As I boarded yet another flight this week, I was struck by the similarities between airline travel and users’ ad experiences. Hardly anyone enjoys flying, just like few people actually enjoy their online ad experiences. We all want to get to our destination, or online content, but the journey isn’t always pleasant.
Much like publishers, airlines seek to completely fill their inventory (seats) and are always trying to squeeze a few more seats on the plane. Yet unlike publishers, airlines have devised ways to empower their frequent travelers to enjoy a better travel experience to engender loyalty.
Upgraded Seats & Differentiating High-Value Visitors: This is where we can learn a lot from the airlines. Most of us who travel a lot have an established airline preference. Via repeat business, we enjoy early boarding, some extra legroom, and free adult beverages. Do your repeat visitors enjoy a different ad experience from the users who come to your site infrequently? Does your monetization partner have a way to know who the high-value users are and serve them a different ad experience?

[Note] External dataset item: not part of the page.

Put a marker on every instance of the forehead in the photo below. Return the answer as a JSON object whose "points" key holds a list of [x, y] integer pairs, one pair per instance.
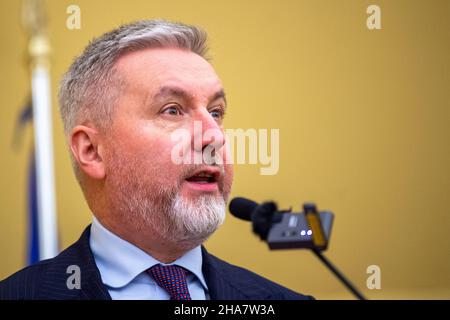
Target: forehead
{"points": [[151, 69]]}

On-time Arrivals & Low Latency: Page load time, along with user ad experience are the top two causes of bounce rates. Do your monetization partners do all of the heavy lifting on the server side, and after the page loads? We know from Adobe research that 80% of adults will abandon a site if content takes too long to load.
Aisle/Window Seating Preference & User Empowerment: Airlines let users create profiles that empower passengers to define their seating preferences. With online content, unfortunately user preferences are all too often ignored. We frustrate users by continuing to serve an ad heavy experience after they express their preferences by closing ads. Do your monetization partners respect user preferences and enable a different ad experience to those users who have indicated that they are ad sensitive? No one really wants a middle seat….
Dept. of Transportation’s Passenger Rights & Better Ads Standards: As a result of horrible passenger experiences, the government stepped in and created regulations to protect passengers. For example, the airlines can no longer keep passengers on the tarmac for hours on end. And even for shorter delays on the tarmac, they must provide food, water and access to the restroom. Our industry has preemptively created standards via our Coalition for Better Ads. The Better Ads Standards outlines formats that are most disruptive to user experience and have an increased propensity for consumers to adopt ad blockers. As a result, ads that cover content, large sticky ads, videos with auto-play, etc. — are all discouraged. Has your monetization partner fully complied with Better Ads Standards?
The user experience crisis is a problem that our industry can fix. Tasking monetization partners to bring high-quality advertisers via pleasing placements, with custom configurations to maximize pages per session and/or time on site, is a big step in the right direction.